A Letter to Families: Know You Are Not Alone
I know the stress that comes with having a child diagnosed with a disability. I have experienced the sleepless nights, the fear of the unknown, the never-ending confusion and the absolute exhaustion. I understand the feeling of isolation, anger, sadness, pain, and helplessness. I know what it feels like when a decision is made by government that leaves you anxious, afraid and uncertain.
Our son, Eric, had severe physical and intellectual disabilities and his health was very fragile. There was no diagnosis given to us. There were no answers, no tips, no idea about the future. The emotional ups and downs were overwhelming.
When the time came for Eric to go to preschool, I was afraid. I worried that even trained professionals would not be able to manage his complex care and I was also reluctant to impose my situation onto others. However, I needed more support and day-to-day assistance, so I knew that it was important to move forward. It only made sense to choose the preschool at the John McGivney Children’s Centre.
Three months later Eric was ready for a community based preschool. We were pleased with the transition and Eric was well supported. As a matter of fact, the staff made an extra effort and advocated to local government on our behalf. As a result, we received some flexible funding that improved our in home support.

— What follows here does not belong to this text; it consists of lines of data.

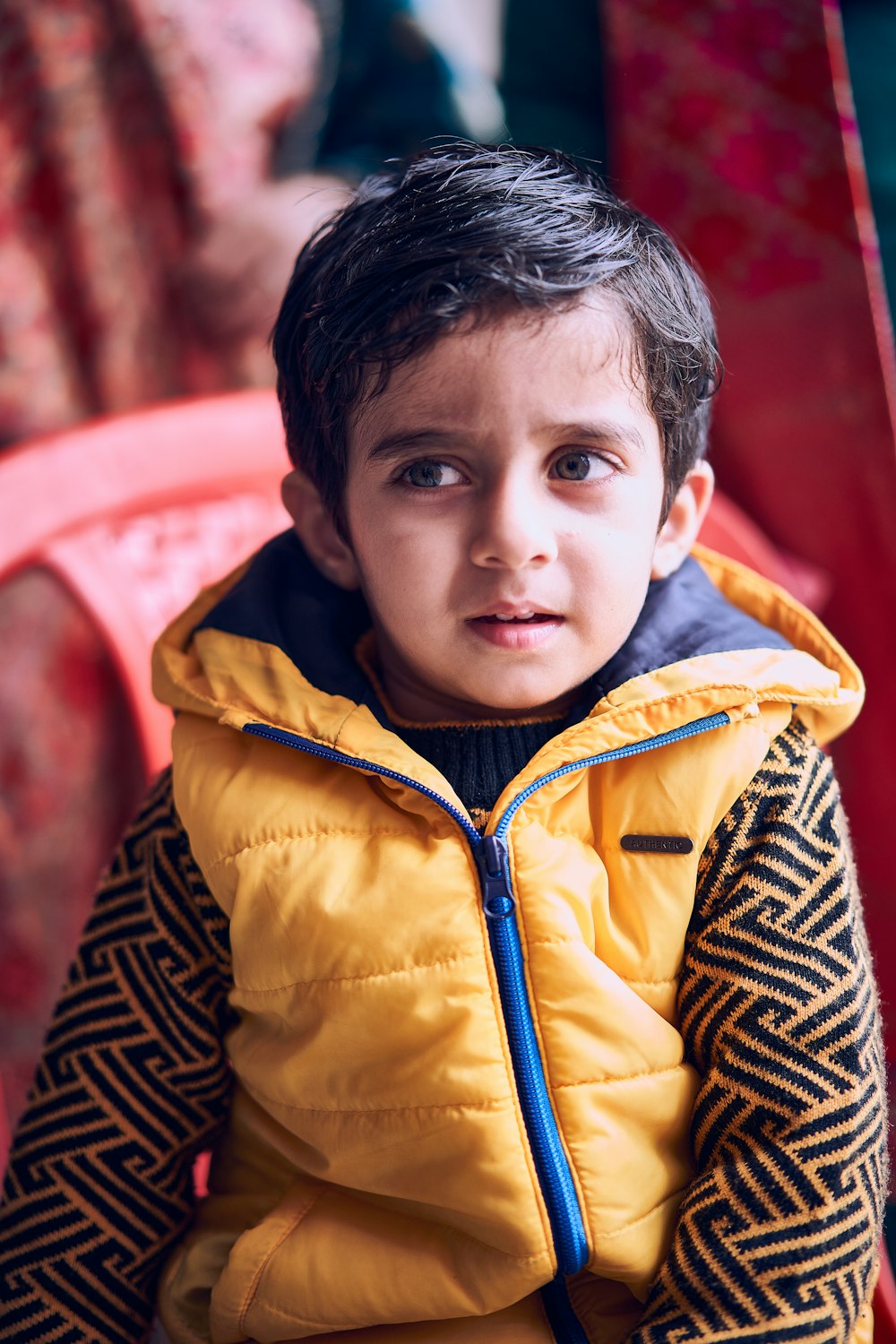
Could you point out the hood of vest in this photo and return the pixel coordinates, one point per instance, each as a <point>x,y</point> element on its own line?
<point>274,644</point>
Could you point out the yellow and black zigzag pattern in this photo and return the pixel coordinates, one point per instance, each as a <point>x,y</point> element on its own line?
<point>134,1083</point>
<point>778,1236</point>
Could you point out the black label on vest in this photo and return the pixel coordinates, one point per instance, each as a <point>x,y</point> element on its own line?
<point>657,844</point>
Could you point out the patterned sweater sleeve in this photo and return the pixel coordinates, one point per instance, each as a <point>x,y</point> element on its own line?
<point>778,1234</point>
<point>132,1086</point>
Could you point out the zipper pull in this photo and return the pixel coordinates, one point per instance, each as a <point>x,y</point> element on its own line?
<point>497,898</point>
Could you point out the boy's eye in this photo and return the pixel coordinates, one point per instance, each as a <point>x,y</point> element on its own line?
<point>429,473</point>
<point>578,467</point>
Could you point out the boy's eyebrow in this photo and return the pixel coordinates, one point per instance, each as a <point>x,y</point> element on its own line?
<point>605,432</point>
<point>394,444</point>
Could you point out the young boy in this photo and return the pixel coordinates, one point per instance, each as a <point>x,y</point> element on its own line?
<point>498,926</point>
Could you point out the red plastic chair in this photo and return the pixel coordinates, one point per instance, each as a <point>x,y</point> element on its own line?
<point>136,513</point>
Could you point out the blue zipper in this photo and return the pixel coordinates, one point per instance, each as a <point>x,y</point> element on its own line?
<point>498,903</point>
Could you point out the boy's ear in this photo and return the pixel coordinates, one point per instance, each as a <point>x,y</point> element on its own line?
<point>680,530</point>
<point>317,531</point>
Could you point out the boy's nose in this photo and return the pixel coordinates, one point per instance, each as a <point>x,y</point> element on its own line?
<point>513,530</point>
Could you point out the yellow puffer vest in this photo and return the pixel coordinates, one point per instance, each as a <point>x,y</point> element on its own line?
<point>381,1164</point>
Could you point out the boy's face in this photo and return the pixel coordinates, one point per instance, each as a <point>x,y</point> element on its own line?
<point>503,508</point>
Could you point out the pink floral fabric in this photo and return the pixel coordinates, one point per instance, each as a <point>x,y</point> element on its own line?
<point>123,125</point>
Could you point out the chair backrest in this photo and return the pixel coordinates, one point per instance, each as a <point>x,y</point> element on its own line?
<point>134,513</point>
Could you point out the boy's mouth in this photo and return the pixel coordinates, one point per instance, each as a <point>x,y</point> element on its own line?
<point>524,618</point>
<point>516,628</point>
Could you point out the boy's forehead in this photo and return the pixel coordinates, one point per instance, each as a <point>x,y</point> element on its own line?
<point>540,354</point>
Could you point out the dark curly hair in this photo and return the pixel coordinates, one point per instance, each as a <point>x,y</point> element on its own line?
<point>468,228</point>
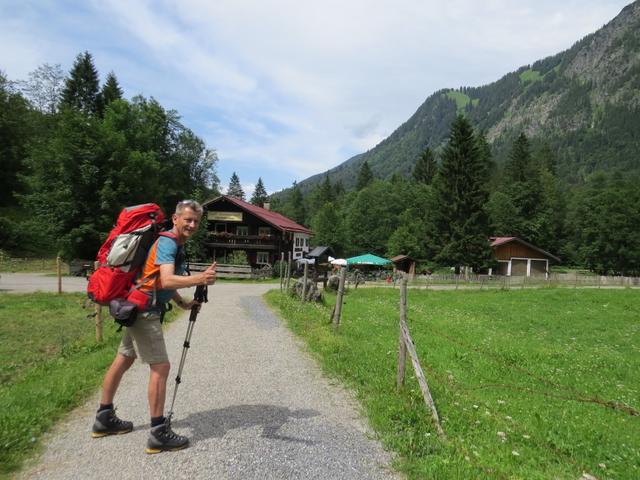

When your son or daughter has a disability, there is so much that is unpredictable and misgiving and quite often you don’t know where to turn. It is not easy to entrust your child in the care of others.
Truthfully speaking, that the more people you have access to in a positive, and mutually beneficial relationship, the more support you have when you need it and these relationships are paramount to your family’s journey and your child’s development.
In order to ensure the change is positive for you and your child, there are some things that I encourage you to do:
• Speak up. Believe that you can make a difference and you will.
• Communicate in an honest and considerate manner.
• Be a partner. Supporting your child is a team effort and you have a major role in this partnership.
• Advocate for choice. Every family travels this journey at a different pace and your individuality should be respected.
• Have reasonable expectations and be open to consider a variety of suggestions and options.
• Find the courage to share your child with others; respect and trust them. They will learn so much.
• Ask questions and don’t be afraid to ask for clarification.
• Share all helpful information about your child.
Contribute your knowledge and expertise. Draw upon your vast experiences and tell your stories. This will help others to gain a better understanding of what you may be trying to explain.
Your success in getting someone to understand your point of view will depend upon the approach that you use. A positive approach will get you positive results. Allow yourself to discover your own strength and to recognize the benefits that you will gain from this journey. Here, you will realize hope for the future.
I wish all the best for you and your family. You are not alone.